At the conference, John Seely Brown (JSB) and HASTAC's own Cathy Davidson spoke about the need for reconceiving education:
"Cathy Davidson and John Seely Brown (JSB) articulated learning frameworks for the fluid, dynamic Digital Age rather than the Industrial Age. Davidson explained that many of the practices we associate with education, including multiple choice tests and attention to task, were designed to serve the needs of the Industrial Age for standardization and a regulated labor force. In contrast, the Digital Age calls for mash-ups, customization, multi-tasking, data mining, and collaboration by difference.

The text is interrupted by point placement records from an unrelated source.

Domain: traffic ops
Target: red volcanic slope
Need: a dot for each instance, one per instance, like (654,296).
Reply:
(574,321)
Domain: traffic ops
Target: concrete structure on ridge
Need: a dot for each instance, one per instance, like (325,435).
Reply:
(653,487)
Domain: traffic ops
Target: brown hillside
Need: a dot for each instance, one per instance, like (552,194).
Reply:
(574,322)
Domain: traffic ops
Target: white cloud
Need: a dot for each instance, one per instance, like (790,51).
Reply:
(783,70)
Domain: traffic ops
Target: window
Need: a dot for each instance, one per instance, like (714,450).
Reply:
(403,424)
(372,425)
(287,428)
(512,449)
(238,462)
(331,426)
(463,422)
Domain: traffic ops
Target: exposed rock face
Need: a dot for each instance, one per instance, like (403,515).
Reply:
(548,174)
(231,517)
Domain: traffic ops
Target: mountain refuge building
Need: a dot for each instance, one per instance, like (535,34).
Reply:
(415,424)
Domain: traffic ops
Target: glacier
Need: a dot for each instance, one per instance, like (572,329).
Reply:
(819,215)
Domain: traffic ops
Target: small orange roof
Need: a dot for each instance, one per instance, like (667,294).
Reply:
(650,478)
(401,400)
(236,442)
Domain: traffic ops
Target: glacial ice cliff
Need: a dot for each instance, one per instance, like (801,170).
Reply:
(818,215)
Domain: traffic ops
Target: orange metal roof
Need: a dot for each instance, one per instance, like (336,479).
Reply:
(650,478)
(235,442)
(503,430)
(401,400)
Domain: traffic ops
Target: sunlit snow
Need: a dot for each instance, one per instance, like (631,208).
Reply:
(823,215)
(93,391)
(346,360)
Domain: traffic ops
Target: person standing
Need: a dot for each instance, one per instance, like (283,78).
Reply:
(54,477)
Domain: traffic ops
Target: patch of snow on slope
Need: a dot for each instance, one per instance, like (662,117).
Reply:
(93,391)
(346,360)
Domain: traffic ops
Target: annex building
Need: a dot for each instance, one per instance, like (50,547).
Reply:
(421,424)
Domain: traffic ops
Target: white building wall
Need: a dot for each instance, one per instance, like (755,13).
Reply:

Davidson suggested that we should ensure that kids know how to code (and thus understand how technical systems work), enable students to take control of their own learning (such as by helping to design the syllabus and to lead the class), and devise more nuanced, flexible, peer-driven assessments. Asking “are we preparing students for the interdisciplinary approach necessary to solving grand challenges?,” JSB advocated for entrepreneurial, playful approaches to learning. He celebrated the creative problem-solving represented by design practices, which bring together thinking and doing (“head and hand”), provide an environment where it is OK to fail, and engage in peer and collective critiquing to promote new perspectives. Likewise, Vest (who was president of MIT when it launched the Open Course Ware initiative) suggested that universities can help to solve grand challenges by bringing together bits and brains, providing open access to data and enabling people to learn and solve problems."